EX-3.1 2 ef20013758_ex3-1.htm EXHIBIT 3.1

Exhibit 3.1

CERTIFICATE OF AMENDMENT TO THE
CERTIFICATE OF INCORPORATION OF BROADWAY FINANCIAL CORPORATION

Broadway Financial Corporation (the “Corporation”), a corporation organized and existing under and by virtue of the provisions of the General Corporation Law of the State of Delaware (the “General Corporation Law”), does hereby certify as follows:

1. The current name of the Corporation is Broadway Financial Corporation.

2. The original certificate of incorporation of the Corporation was filed with the Secretary of State of the State of Delaware on September 25, 1995.

3. The Board of Directors of the Corporation duly adopted resolutions pursuant to Section 242 of the General Corporation Law proposing this Amendment of the Corporation’s Amended and Restated Certificate of Incorporation and declaring the advisability of this Amendment to the Certificate of Incorporation and authorizing the appropriate officers of the Corporation to solicit the consent of the stockholders therefor, which resolution setting forth the proposed amendment is as follows:

RESOLVED, that the Section A of Article FOURTH of the Certificate of Incorporation be and hereby is deleted in its entirety and the following is inserted in lieu thereof:

A.   Authorized Stock.  Effective as of 12:01 a.m. on November 1, 2023 (the “Effective Time”), a one-for-eight reverse stock split of the Corporation’s Class A common stock, $0.01 par value per share (the “Class A Common Stock”), Class B common stock, $0.01 par value per share (the “Class B Common Stock”), and Class C common stock, $0.01 par value per share (the “Class C Common Stock”) shall become effective, pursuant to which each eight shares of Class A Common Stock, eight shares of Class B Common Stock, and eight shares of Class C Common Stock issued or outstanding (including treasury shares) immediately prior to the Effective Time shall be reclassified and combined into one validly issued, fully paid and nonassessable share of Class A Common Stock, Class B Common Stock, and Class C Common Stock automatically and without any action by the holder thereof upon the Effective Time and shall represent one share of Class A Common Stock, Class B Common Stock or Class C Common Stock from and after the Effective Time (such reclassification and combination of shares, the “Reverse Stock Split”).
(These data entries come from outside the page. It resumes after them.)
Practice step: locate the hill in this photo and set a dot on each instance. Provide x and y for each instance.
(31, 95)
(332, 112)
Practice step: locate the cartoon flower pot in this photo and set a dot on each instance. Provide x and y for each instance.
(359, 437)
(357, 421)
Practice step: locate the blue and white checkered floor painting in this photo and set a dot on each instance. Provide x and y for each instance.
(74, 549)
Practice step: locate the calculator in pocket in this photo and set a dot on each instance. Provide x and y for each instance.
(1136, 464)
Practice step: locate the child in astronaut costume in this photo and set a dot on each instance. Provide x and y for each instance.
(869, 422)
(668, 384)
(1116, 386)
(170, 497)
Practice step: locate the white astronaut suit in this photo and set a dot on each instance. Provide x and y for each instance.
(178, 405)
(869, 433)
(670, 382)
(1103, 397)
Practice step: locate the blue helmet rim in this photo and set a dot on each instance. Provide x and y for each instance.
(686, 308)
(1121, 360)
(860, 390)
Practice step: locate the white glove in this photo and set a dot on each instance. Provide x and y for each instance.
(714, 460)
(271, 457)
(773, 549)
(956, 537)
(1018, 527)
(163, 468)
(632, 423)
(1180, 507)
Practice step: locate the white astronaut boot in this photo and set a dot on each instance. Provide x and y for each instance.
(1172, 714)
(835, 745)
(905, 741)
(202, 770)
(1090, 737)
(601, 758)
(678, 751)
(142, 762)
The par value of the Class A Common Stock, Class B Common Stock, and Class C Common Stock following the Reverse Stock Split shall remain at $0.01 par value per share. No fractional shares of Class A Common Stock, Class B Common Stock or Class C Common Stock shall be issued as a result of the Reverse Stock Split and, in lieu thereof, upon surrender after the Effective Time of a certificate which formerly represented shares of Class A Common Stock, Class B Common Stock or Class C Common Stock that were issued and outstanding immediately prior to the Effective Time, any person who would otherwise be entitled to a fractional share of Class A Common Stock, Class B Common Stock or Class C Common Stock as a result of the Reverse Stock Split, following the Effective Time, shall be entitled to receive a cash payment equal to the fraction of a share of Class A Common Stock, Class B Common Stock or Class C Common Stock to which such holder would otherwise be entitled multiplied by the fair value per share of the Class A Common Stock, Class B Common Stock or Class C Common Stock immediately prior to the Effective Time as determined by the Board of Directors of the Corporation.
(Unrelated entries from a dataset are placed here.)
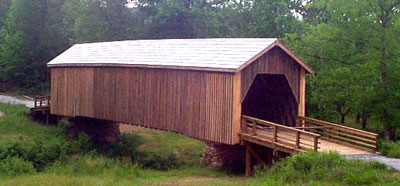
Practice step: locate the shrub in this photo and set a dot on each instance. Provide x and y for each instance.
(81, 144)
(390, 149)
(159, 162)
(14, 166)
(129, 146)
(318, 168)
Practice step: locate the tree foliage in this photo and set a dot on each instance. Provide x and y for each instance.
(353, 45)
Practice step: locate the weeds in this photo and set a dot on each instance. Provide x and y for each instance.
(390, 149)
(325, 168)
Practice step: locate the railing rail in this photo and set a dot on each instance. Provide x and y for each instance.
(340, 134)
(42, 101)
(279, 135)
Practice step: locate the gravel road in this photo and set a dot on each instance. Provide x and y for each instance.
(391, 162)
(14, 100)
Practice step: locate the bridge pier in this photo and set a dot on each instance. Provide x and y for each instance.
(100, 131)
(228, 157)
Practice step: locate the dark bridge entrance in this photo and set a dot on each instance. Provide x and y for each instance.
(271, 98)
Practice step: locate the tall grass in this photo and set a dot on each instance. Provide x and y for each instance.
(315, 168)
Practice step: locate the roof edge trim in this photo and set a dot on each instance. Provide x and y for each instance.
(279, 44)
(226, 70)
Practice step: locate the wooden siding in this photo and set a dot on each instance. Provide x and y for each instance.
(203, 105)
(276, 61)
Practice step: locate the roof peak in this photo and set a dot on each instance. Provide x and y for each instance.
(208, 54)
(177, 39)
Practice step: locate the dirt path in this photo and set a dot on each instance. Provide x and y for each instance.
(15, 100)
(391, 162)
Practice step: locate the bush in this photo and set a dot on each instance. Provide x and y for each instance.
(42, 151)
(318, 168)
(390, 149)
(129, 146)
(81, 144)
(159, 162)
(14, 166)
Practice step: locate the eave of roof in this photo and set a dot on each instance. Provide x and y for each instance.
(276, 43)
(279, 44)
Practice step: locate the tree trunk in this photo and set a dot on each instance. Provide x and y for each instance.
(342, 117)
(384, 19)
(389, 133)
(364, 121)
(357, 119)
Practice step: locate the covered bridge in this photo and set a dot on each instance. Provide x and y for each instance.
(229, 91)
(197, 87)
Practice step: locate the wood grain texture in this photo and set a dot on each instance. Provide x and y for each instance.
(276, 61)
(202, 105)
(302, 93)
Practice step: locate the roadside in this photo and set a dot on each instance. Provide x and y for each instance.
(391, 162)
(14, 100)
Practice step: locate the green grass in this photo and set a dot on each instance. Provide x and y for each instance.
(15, 125)
(314, 168)
(92, 168)
(96, 169)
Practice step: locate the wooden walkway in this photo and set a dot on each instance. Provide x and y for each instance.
(310, 134)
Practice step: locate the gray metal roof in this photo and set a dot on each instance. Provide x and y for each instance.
(219, 54)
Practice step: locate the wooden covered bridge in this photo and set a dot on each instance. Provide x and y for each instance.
(230, 91)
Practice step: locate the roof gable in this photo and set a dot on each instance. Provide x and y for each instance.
(218, 54)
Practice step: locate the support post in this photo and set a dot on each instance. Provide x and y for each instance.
(254, 128)
(244, 125)
(316, 143)
(248, 160)
(298, 140)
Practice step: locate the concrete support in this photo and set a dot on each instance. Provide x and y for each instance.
(228, 157)
(100, 131)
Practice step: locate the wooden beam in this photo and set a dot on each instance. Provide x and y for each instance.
(248, 160)
(302, 92)
(255, 154)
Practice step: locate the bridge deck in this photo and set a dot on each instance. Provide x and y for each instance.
(312, 135)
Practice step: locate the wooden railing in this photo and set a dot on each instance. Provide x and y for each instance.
(276, 135)
(42, 102)
(338, 133)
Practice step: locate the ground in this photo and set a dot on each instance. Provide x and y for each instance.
(88, 169)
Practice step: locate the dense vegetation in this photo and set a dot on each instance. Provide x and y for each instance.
(352, 44)
(36, 154)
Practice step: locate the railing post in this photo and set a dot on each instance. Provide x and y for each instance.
(244, 125)
(298, 139)
(316, 143)
(254, 128)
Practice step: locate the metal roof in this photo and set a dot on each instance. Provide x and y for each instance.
(217, 54)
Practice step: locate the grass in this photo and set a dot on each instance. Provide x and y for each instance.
(314, 168)
(92, 168)
(96, 169)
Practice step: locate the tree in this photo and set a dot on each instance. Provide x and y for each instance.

Each stock certificate that, immediately prior to the Effective Time, represented shares of Class A Common Stock, Class B Common Stock or Class C Common Stock that were issued and outstanding immediately prior to the Effective Time shall, from and after the Effective Time, automatically and without the necessity of presenting the same for exchange, represent that number of whole shares of Class A Common Stock, Class B Common Stock or Class C Common Stock after the Effective Time into which the shares formerly represented by such certificate have been reclassified (as well as the right to receive cash in lieu of fractional shares of Class A Common Stock, Class B Common Stock or Class C Common Stock after the Effective Time); provided, however, that each person of record holding a certificate that represented shares of Class A Common Stock, Class B Common Stock or Class C Common Stock that were issued and outstanding immediately prior to the Effective Time shall receive, upon surrender of such certificate, a new certificate evidencing and representing the number of whole shares of Class A Common Stock, Class B Common Stock or Class C Common Stock after the Effective Time into which the shares of Class A Common Stock, Class B Common Stock or Class C Common Stock formerly represented by such certificate shall have been reclassified.
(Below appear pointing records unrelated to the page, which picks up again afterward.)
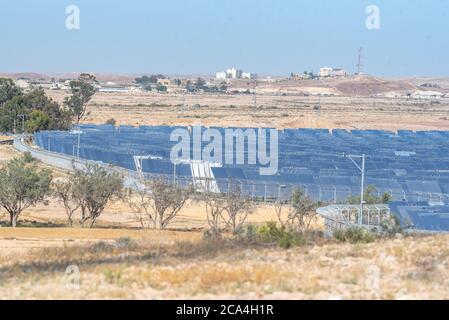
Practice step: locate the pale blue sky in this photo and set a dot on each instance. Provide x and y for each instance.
(205, 36)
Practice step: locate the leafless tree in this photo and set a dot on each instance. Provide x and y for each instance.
(93, 188)
(215, 205)
(299, 214)
(65, 193)
(237, 208)
(140, 202)
(160, 202)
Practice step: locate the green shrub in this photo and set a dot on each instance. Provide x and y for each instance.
(289, 239)
(271, 233)
(354, 235)
(27, 157)
(124, 242)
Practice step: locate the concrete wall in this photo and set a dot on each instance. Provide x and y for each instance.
(69, 163)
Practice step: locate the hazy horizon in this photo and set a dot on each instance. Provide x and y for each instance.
(202, 37)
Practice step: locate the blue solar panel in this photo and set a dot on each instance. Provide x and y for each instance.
(409, 165)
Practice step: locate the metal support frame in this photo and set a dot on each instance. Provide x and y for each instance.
(361, 167)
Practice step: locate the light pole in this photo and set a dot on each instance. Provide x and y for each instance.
(362, 171)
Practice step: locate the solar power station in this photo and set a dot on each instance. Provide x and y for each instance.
(413, 167)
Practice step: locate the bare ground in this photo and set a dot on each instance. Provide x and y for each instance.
(290, 111)
(409, 268)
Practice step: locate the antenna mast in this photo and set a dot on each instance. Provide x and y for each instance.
(360, 61)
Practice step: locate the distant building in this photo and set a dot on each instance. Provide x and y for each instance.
(427, 95)
(300, 76)
(164, 82)
(338, 73)
(234, 73)
(113, 89)
(326, 72)
(22, 84)
(221, 76)
(249, 75)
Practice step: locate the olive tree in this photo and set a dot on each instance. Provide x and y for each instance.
(237, 208)
(22, 185)
(82, 91)
(215, 205)
(65, 192)
(158, 203)
(93, 188)
(298, 214)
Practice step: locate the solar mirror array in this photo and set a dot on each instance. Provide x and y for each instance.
(413, 167)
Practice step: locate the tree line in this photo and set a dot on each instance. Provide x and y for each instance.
(33, 110)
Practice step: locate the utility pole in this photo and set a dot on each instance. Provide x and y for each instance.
(362, 171)
(79, 140)
(360, 61)
(22, 117)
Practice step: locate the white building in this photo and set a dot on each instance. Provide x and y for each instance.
(234, 73)
(332, 72)
(220, 75)
(338, 73)
(249, 75)
(427, 95)
(325, 72)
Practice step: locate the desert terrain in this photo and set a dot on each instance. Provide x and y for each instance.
(367, 103)
(118, 260)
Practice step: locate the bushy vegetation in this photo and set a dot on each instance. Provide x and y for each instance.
(87, 192)
(370, 197)
(157, 203)
(31, 111)
(34, 111)
(22, 184)
(354, 235)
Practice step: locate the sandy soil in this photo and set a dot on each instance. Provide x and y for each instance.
(410, 268)
(289, 111)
The total number of shares of all classes of stock which this corporation shall have authority to issue is one hundred sixteen million (116,000,000), of which:  seventy-five million (75,000,000) shall be Class A Common Stock, par value $0.01 per share; fifteen million (15,000,000) shall be Class B Common Stock, par value $0.01 per share; twenty-five million (25,000,000) shall be Class C Common Stock, par value $0.01 per share; and one million (1,000,000) shall be serial preferred stock, par value $0.01 per share.

4. This Certificate of Amendment to the Certificate of Incorporation has been duly adopted by the stockholders of the Corporation in accordance with the provisions of Section 242 of the Delaware General Corporation Law.

IN WITNESS WHEREOF, this Corporation has caused this Certificate of Amendment to the Certificate of Incorporation to be signed by its Chief Executive Officer this day of October 30, 2023.